Thanks to an $8.5 billion endowment, Princeton University will become the nation's first university to implement a financial aid system that does not use student loans. Starting next fall, undergraduate students entering Princeton will receive aid in the form of grants and work study.
Princeton officials think the new grant program will encourage financially strapped college-bound students to consider their school.
To meet students' family financial need, both Princeton and the University now use a system that divides financial aid packages into three components. Grants are awarded by the school, and work study is earned by the student through jobs on campus. Student loans make up the remaining amount of aid.
Under Princeton's new system, it will provide the student loan amount as a grant that will not be repaid.
The institutional grant program should "emphasize even more strongly that [students from low and middle class families] can afford to come, by eliminating" the barrier of the student loan component, said Richard Spies, Princeton vice president for finance and administration.
"We thought it is so important for places like Princeton to be affordable," Spies said.
Princeton officials decided to change their policy when they were "picking up the signal that the loan expenses for too many kids was a barrier," Spies said.
Spies said he hoped other institutions will follow Princeton's lead and enact similar programs so that college-bound students needing financial aid would have a wider variety of educational choices.
"The whole goal is to make students from lower- and middle-income families think about Princeton and places like Princeton," Spies said.
At the University, students who qualify for financial aid are offered a combination of public and private grants, as well as loans and work study.
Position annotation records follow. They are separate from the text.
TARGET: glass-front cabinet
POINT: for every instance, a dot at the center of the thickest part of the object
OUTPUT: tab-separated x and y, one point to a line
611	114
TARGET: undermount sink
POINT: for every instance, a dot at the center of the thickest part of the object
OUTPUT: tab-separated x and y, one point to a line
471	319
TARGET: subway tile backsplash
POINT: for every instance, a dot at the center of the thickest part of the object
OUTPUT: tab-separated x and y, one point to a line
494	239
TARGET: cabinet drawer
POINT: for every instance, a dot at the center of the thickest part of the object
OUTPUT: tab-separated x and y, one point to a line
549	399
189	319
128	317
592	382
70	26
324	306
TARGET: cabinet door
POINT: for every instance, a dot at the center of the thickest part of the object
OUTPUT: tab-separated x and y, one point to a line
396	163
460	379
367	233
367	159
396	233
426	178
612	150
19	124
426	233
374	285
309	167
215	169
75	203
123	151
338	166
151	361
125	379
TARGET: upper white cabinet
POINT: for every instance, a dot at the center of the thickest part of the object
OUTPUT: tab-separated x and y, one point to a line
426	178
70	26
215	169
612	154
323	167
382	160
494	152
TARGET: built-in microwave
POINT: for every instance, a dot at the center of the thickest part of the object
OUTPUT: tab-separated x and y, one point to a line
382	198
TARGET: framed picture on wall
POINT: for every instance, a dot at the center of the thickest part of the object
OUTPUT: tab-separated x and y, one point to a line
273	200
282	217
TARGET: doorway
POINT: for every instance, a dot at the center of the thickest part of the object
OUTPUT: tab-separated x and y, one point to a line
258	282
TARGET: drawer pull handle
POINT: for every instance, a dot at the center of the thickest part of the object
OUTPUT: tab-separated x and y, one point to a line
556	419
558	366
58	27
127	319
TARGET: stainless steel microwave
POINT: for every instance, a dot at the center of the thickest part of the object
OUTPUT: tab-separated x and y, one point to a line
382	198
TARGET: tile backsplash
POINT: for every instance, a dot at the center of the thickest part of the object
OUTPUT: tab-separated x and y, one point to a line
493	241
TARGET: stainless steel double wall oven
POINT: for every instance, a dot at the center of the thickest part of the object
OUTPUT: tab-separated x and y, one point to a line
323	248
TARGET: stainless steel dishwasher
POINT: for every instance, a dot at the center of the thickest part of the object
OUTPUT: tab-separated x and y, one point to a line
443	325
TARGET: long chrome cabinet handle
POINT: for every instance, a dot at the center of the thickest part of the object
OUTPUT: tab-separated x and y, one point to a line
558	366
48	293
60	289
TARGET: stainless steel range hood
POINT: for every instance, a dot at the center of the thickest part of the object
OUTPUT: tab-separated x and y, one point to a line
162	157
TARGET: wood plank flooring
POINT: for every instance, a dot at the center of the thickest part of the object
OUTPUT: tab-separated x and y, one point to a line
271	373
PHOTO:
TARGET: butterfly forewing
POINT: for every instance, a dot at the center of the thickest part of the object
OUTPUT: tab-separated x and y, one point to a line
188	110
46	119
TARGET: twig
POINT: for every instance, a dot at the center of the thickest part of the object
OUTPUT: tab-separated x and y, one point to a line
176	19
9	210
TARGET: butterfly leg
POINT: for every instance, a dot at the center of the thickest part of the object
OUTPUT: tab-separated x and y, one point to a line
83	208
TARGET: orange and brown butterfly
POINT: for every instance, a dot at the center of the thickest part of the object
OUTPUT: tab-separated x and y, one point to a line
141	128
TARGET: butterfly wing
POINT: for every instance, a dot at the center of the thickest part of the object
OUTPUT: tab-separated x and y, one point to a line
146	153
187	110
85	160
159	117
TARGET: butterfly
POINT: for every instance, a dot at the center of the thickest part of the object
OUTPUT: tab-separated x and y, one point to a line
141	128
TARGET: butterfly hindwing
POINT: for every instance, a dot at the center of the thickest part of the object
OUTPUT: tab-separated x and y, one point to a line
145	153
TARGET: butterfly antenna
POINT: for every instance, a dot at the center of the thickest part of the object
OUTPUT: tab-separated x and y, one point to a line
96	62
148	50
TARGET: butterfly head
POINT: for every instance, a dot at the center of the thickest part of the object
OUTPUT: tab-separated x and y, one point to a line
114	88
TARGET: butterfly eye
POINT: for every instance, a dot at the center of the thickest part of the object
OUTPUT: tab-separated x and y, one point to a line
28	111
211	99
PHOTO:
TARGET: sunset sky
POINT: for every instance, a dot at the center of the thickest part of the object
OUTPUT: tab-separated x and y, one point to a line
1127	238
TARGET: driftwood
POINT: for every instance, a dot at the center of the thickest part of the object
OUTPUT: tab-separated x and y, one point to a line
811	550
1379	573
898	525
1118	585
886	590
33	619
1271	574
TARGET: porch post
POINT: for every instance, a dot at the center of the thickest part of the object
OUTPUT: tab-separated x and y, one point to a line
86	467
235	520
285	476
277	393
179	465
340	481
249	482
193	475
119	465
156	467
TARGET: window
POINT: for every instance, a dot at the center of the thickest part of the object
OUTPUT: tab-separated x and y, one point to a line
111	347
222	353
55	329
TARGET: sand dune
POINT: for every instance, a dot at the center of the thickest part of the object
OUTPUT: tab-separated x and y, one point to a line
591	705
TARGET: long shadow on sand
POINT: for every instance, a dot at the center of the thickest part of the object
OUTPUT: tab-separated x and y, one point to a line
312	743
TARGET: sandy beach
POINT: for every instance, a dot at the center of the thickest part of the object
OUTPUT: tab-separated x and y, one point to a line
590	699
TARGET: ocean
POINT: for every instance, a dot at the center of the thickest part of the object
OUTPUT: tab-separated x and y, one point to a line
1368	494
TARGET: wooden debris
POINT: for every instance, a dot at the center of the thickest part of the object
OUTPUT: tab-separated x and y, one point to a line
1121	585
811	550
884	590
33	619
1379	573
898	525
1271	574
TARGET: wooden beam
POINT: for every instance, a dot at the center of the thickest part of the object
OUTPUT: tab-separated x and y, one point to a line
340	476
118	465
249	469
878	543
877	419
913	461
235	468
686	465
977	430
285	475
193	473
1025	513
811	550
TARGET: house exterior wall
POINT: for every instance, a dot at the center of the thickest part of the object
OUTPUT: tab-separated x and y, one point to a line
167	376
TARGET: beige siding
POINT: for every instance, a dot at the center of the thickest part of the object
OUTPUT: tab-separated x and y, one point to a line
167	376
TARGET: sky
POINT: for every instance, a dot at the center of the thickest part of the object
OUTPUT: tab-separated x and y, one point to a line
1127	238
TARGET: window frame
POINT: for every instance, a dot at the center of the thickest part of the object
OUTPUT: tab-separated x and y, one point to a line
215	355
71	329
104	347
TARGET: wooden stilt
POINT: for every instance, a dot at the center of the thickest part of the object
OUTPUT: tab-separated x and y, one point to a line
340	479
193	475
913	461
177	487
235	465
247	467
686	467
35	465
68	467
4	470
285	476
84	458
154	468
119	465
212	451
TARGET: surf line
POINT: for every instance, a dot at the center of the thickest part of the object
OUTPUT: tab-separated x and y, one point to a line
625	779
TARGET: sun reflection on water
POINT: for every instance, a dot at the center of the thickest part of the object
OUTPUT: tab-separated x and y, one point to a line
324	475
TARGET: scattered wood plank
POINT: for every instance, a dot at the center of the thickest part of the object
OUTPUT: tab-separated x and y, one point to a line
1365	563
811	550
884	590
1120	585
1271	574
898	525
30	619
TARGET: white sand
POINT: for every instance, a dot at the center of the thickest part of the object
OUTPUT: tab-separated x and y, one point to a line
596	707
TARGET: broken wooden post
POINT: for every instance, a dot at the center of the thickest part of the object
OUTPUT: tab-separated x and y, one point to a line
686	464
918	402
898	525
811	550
In-state students also are eligible for grants given by the state.
"It takes a lot of financial resources" to implement an institutional grant program, said Colette Sheehy, vice president of management and budget.
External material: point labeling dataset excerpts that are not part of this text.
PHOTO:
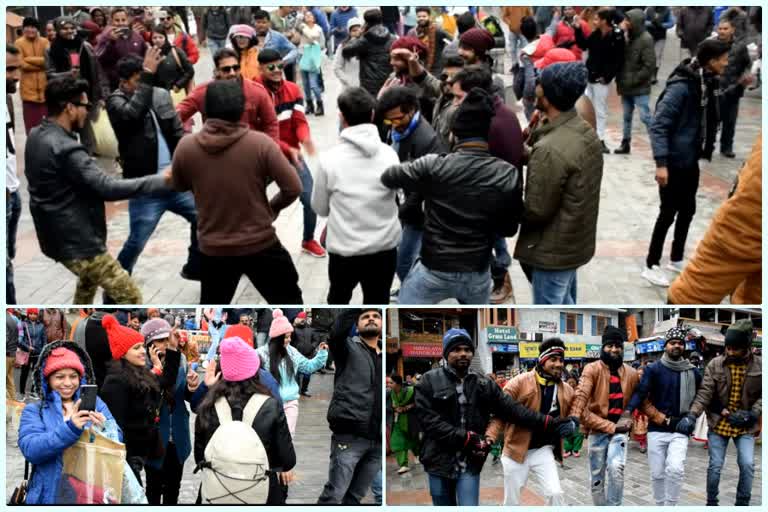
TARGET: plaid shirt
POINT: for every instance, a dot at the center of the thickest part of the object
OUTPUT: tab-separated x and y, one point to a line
738	376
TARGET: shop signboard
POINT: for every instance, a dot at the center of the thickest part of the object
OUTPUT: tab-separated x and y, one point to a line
501	334
422	350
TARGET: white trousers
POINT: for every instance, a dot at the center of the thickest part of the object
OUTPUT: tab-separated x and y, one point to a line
541	462
666	458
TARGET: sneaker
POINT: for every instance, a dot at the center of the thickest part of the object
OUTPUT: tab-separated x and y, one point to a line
313	249
675	266
655	276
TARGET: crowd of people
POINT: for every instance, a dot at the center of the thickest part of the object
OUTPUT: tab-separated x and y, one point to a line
432	171
451	418
246	402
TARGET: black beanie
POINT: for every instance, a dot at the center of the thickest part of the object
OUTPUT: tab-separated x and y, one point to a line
613	334
474	115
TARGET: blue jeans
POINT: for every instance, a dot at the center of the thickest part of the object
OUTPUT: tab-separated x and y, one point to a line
745	458
464	491
408	251
425	286
311	82
554	286
628	103
310	217
607	457
145	213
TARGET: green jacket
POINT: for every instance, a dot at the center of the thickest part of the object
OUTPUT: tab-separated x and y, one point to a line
635	76
562	195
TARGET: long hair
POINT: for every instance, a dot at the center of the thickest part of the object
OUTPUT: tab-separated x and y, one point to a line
278	353
236	393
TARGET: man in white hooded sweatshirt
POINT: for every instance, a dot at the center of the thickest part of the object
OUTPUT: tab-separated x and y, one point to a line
363	228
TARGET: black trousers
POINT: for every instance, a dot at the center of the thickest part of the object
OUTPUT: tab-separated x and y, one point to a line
678	206
271	271
163	484
374	272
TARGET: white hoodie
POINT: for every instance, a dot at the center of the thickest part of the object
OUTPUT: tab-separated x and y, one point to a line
362	213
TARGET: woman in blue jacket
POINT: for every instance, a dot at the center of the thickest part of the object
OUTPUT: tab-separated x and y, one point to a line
55	423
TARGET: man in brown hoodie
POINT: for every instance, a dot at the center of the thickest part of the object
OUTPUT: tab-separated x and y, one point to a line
228	167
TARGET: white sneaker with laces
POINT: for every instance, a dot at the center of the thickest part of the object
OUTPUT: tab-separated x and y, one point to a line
655	276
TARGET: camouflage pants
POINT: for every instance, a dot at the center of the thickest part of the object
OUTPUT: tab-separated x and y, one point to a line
105	271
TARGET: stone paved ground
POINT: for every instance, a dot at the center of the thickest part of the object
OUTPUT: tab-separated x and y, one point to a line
412	488
312	445
628	207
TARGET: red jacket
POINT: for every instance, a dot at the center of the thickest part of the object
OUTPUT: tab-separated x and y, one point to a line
289	106
259	112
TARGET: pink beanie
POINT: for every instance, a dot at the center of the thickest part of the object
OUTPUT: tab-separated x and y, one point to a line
280	324
238	361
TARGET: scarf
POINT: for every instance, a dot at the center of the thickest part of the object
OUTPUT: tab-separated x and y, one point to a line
687	380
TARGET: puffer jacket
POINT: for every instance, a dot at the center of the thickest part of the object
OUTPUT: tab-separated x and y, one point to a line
437	407
131	116
43	433
527	391
67	193
728	260
713	395
562	195
372	50
470	199
636	75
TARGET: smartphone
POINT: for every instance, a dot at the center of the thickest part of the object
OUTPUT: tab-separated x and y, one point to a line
88	397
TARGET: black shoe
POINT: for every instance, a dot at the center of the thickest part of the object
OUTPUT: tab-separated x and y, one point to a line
623	149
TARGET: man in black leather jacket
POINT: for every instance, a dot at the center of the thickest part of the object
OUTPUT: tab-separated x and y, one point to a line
67	193
470	198
148	129
454	406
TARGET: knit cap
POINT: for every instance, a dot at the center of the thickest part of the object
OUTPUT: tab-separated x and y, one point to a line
238	361
455	338
240	331
564	83
280	324
120	338
155	329
61	358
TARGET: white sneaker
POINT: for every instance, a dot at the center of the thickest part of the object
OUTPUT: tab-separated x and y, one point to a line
675	266
655	276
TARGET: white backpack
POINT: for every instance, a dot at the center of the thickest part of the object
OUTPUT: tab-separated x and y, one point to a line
236	469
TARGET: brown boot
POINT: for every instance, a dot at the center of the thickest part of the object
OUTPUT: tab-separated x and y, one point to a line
502	291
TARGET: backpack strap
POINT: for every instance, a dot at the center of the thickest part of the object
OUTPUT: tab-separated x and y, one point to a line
253	407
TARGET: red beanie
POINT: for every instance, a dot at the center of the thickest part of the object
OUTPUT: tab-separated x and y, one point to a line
61	358
121	339
240	331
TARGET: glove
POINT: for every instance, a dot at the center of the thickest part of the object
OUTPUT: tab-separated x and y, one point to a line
685	425
742	419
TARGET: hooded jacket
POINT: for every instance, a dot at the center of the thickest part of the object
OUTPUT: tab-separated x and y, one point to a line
635	76
246	161
372	50
362	213
43	433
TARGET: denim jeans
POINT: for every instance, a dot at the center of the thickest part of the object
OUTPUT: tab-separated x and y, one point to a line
410	246
607	457
554	286
145	214
12	215
745	458
425	286
463	491
310	217
355	461
628	104
311	83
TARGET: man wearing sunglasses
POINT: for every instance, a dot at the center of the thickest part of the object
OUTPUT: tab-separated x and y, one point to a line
67	194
Sheehy said the program would not work at the University, which has an endowment of $1.8 billion as of December 2000. Princeton has the nation's second-highest endowment-to-student ratio with $1 million per student.
Sheehy said the University is dependent on state funding, so it cannot provide students with as much financial aid as Princeton. Because the University has fewer students in need compared to Virginia's other public institutions, it receives less money from the state for financial aid.
"We have about 33 percent of our students who are needy, compared to about 80 percent at [other state] institutions," she said.